Claude Monet
White and Yellow Nympheas, ca. 1915–1917

Claude Monet
White and Yellow Nympheas, um 1915–1917
Kunst Museum Winterthur, Schenkung des Galerievereins, 1952
Foto: SIK-ISEA, Zürich (Martin Stollenwerk)
In the 1920s Impressionism had already become a thing of the past. It was only the old man Claude Monet who still worked in this style. He lived in his house in Giverny, to the west of Paris in the middle of the garden that he’d planted himself.

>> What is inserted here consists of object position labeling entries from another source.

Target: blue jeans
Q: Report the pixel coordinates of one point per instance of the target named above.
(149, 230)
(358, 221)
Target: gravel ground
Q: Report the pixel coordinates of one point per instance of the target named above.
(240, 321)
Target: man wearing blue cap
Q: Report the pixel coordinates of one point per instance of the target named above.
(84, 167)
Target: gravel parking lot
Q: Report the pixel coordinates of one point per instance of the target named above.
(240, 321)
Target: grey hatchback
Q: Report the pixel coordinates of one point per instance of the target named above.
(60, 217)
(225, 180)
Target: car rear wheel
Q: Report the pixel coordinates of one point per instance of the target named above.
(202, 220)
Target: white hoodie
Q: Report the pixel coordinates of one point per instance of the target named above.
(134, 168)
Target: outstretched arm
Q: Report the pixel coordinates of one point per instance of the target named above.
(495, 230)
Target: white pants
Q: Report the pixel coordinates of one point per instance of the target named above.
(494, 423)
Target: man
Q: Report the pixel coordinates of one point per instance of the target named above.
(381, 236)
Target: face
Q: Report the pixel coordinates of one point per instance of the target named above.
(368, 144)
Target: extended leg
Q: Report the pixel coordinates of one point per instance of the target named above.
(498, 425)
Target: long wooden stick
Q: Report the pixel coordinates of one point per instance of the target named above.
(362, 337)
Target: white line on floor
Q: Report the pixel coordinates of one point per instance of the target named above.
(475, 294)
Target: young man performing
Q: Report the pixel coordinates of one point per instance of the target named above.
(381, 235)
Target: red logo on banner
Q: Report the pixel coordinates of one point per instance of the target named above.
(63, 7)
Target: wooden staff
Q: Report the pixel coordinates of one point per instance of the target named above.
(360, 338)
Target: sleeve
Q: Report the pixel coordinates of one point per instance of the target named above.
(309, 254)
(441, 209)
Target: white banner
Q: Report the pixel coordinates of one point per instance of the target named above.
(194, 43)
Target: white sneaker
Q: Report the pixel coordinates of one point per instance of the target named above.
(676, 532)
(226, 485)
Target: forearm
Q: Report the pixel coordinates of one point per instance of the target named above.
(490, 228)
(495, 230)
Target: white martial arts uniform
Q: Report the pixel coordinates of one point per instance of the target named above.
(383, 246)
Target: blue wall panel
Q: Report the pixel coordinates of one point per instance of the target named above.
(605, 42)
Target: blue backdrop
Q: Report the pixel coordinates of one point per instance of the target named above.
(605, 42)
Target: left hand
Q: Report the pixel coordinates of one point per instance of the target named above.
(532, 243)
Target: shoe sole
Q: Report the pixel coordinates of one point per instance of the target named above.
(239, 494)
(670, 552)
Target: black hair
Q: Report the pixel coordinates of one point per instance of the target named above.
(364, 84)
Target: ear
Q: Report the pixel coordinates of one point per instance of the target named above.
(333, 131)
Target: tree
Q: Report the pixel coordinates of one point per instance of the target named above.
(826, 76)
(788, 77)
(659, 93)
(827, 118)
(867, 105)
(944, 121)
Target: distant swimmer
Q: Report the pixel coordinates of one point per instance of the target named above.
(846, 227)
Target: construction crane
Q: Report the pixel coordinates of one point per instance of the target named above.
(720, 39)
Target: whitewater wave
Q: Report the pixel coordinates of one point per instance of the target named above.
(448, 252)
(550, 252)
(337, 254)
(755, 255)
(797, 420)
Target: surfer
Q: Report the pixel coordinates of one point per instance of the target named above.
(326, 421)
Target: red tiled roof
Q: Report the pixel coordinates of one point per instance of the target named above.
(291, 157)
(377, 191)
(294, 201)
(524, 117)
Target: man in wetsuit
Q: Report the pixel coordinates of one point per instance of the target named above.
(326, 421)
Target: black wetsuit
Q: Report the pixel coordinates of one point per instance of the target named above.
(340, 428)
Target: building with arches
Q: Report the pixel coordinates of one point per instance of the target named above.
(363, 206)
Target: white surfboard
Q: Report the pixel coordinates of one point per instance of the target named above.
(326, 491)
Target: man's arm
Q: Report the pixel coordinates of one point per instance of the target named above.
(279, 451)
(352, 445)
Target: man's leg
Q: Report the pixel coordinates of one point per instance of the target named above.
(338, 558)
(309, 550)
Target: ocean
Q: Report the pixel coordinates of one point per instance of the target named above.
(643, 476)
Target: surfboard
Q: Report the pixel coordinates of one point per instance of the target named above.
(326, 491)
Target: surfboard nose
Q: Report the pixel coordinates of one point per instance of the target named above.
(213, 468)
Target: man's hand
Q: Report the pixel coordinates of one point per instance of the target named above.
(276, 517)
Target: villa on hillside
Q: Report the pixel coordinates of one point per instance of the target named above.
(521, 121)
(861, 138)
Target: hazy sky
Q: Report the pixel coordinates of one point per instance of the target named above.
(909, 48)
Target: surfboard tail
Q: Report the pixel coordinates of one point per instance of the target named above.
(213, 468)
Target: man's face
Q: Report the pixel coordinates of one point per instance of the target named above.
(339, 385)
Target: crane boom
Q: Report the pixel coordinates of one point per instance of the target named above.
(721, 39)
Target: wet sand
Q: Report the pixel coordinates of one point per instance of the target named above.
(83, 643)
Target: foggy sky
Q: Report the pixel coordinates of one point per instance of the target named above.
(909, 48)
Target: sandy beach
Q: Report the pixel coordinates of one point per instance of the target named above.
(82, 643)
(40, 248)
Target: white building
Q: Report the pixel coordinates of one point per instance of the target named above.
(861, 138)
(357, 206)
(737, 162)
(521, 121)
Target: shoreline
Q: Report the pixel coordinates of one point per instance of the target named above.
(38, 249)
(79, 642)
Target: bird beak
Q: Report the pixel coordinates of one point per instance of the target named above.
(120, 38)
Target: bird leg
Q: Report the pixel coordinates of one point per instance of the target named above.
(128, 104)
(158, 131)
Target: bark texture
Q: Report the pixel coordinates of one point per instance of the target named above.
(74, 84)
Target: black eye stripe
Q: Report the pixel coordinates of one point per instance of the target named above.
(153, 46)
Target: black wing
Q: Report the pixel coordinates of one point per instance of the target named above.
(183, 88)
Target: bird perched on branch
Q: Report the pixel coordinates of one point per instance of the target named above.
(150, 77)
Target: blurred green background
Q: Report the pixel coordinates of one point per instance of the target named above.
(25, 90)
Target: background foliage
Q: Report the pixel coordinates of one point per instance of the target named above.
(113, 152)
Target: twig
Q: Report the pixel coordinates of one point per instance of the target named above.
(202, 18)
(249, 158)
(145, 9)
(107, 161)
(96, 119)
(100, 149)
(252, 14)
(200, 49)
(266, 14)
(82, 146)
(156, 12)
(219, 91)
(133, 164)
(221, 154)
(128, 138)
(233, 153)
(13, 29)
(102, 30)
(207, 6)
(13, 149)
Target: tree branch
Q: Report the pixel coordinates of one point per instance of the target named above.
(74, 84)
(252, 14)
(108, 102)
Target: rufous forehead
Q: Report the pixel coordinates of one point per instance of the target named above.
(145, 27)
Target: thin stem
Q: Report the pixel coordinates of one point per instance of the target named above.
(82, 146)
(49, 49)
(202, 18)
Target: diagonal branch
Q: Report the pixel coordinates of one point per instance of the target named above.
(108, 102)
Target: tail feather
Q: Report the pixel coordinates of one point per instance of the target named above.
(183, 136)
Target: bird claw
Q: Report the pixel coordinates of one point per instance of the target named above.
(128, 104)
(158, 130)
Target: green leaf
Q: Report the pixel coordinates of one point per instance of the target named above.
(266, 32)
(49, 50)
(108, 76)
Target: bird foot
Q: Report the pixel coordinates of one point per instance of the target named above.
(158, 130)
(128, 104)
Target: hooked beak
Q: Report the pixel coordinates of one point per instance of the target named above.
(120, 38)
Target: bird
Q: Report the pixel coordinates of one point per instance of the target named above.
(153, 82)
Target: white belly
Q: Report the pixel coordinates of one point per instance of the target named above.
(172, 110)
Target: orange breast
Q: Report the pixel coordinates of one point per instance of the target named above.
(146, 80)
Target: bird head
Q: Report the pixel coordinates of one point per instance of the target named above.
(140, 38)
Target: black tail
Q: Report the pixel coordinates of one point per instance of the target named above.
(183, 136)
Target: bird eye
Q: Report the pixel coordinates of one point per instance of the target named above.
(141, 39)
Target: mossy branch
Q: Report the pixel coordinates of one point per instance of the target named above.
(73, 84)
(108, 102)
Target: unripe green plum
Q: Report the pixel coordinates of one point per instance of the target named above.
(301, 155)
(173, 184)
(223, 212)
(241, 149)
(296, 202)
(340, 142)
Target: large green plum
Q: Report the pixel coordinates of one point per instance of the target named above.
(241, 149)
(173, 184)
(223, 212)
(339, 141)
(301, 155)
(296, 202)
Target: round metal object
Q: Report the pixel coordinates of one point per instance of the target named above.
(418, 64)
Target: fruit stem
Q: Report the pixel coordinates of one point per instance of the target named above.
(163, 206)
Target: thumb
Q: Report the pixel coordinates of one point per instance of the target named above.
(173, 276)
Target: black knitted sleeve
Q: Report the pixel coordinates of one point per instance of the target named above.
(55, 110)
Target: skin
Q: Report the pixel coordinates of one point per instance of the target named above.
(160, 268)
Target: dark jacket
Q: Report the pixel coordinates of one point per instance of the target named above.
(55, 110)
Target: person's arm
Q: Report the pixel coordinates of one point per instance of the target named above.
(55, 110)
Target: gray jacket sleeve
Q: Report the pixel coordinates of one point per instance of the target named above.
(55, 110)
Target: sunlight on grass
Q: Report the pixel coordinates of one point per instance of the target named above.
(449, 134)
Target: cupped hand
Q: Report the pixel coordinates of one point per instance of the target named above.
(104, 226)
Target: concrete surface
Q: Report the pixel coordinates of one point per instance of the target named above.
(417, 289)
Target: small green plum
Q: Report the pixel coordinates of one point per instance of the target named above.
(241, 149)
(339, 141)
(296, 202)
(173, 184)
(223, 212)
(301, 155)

From 1914 onwards he worked in his garden and produced innovative new paintings that he described as "grande décoration." It was with these „murals”, that he wanted to furnish a pavilion. The large format pictures were supposed to mediate a panorama of the garden landscape. Water, water lilies and plants formed a comprehensive picture on an immense pictorial surface.
These elements are present in the Winterthur work. The lilies are rhythmically grouped on the surface of the water. The eye remains captive within it; there is no horizon, nothing outside of the water. The area of water is the picture. Therefore, Monet focussed everything on the composition of it. Circling brushstrokes evoke lilies and leaves on a dark green area of water. This is enlivened with vertical blue brushstrokes, so that it appears to be gently moving.
During the 1950s Monet’s later pictures were regarded with a certain degree of scepticism. The Kunsthaus Zürich and the Kunstmuseum Winterthur were the first museums to show great interest in them. They purchased their water lily pictures in 1952 - a pioneering deed. Three years later the Museum of Modern Art in New York followed, and since then the Water Lilies have become the epitome of Monet’s painting.